Dès que le docteur se fut remis sur ses jambes, et qu’il eut repris ses esprits un peu troublés par la manière brusque dont il avait quitté sa selle, sa première pensée avait été de chercher son sac et son âne. Asinus montra assez de magnanimité pour rendre l’entrevue amicale, et le naturaliste continua sa route avec un zèle très-louable, mais d’un pas un peu plus modéré.

Pendant ce temps, le vieux Trappeur n’avait pas perdu de vue les mouvements importants qu’il avait entrepris de diriger. Obed ne s’était pas trompé en supposant qu’on s’était aperçu de son absence, et qu’on le cherchait, quoique son imagination eût pris quelques cris sauvages pour les sons bien connus qui composaient son propre nom latinisé.

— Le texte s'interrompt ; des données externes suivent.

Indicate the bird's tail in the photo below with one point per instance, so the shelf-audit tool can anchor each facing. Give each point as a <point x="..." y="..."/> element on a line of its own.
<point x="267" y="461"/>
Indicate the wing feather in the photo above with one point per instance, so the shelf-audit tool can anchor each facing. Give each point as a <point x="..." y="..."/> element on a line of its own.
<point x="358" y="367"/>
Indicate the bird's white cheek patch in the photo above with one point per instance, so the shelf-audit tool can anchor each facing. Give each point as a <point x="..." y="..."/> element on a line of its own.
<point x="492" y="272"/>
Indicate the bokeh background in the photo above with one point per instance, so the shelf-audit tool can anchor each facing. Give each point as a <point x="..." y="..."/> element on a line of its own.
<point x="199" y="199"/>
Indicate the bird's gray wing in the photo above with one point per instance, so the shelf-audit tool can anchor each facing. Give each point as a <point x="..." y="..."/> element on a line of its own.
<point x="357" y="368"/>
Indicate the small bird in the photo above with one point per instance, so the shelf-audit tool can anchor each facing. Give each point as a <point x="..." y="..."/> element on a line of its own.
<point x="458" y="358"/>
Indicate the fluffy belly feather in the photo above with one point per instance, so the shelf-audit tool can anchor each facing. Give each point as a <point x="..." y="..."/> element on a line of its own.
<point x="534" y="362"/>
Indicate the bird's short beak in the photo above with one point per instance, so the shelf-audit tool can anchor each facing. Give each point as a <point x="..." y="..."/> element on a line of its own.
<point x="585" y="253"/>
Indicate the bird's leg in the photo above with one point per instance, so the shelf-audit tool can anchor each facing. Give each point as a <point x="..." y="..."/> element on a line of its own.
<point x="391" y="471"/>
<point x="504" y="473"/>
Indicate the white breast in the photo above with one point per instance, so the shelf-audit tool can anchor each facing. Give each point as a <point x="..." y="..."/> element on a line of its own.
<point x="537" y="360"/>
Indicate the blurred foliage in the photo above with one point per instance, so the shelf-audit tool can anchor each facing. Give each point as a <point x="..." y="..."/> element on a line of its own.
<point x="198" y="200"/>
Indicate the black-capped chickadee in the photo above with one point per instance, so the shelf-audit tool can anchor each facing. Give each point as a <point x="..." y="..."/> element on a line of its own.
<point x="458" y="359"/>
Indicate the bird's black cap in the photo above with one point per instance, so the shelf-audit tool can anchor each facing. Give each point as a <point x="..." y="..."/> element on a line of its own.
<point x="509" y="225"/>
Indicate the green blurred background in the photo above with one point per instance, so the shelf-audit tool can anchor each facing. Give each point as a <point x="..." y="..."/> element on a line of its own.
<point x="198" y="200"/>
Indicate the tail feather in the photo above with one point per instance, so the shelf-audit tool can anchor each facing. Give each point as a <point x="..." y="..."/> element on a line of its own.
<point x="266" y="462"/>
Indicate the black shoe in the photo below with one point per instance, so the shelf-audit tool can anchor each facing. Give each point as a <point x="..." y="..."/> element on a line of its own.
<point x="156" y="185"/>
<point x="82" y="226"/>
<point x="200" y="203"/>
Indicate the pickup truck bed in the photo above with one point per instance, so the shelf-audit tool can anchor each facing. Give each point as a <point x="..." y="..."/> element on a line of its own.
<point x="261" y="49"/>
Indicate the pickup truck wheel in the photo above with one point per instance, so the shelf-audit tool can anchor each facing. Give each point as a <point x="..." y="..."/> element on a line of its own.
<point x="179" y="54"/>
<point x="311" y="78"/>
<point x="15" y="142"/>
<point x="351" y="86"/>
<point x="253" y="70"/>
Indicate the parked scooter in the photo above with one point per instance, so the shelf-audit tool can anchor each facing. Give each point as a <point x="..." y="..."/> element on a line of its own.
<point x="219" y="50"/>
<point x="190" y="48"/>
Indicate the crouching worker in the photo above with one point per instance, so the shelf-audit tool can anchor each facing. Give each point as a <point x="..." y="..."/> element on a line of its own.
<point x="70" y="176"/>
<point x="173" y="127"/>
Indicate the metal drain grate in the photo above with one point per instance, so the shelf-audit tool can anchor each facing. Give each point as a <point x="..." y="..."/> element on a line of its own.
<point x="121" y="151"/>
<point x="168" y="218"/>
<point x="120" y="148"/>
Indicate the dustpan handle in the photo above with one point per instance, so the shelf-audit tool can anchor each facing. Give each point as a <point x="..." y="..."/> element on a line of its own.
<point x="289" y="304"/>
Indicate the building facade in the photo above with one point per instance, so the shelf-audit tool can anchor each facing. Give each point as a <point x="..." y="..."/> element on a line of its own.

Voici simplement ce qui s’était passé. Les guerriers de l’arrière-garde n’avaient pas manqué de faire connaître à ceux qui étaient en tête le caractère mystérieux dont il avait plu au Trappeur d’investir l’innocent naturaliste. Le même sentiment d’admiration sauvage mêlé de terreur qui les avait portés à se rapprocher de leurs compagnons, engagea ceux-ci à vouloir juger par eux-mêmes de l’homme extraordinaire dont on leur parlait, et ils coururent à la place où Wencha venait de laisser le docteur ; mais il n’y était plus, et leur sauvage désappointement s’exprima par des rugissements farouches qui parvinrent jusqu’aux oreilles d’Obed.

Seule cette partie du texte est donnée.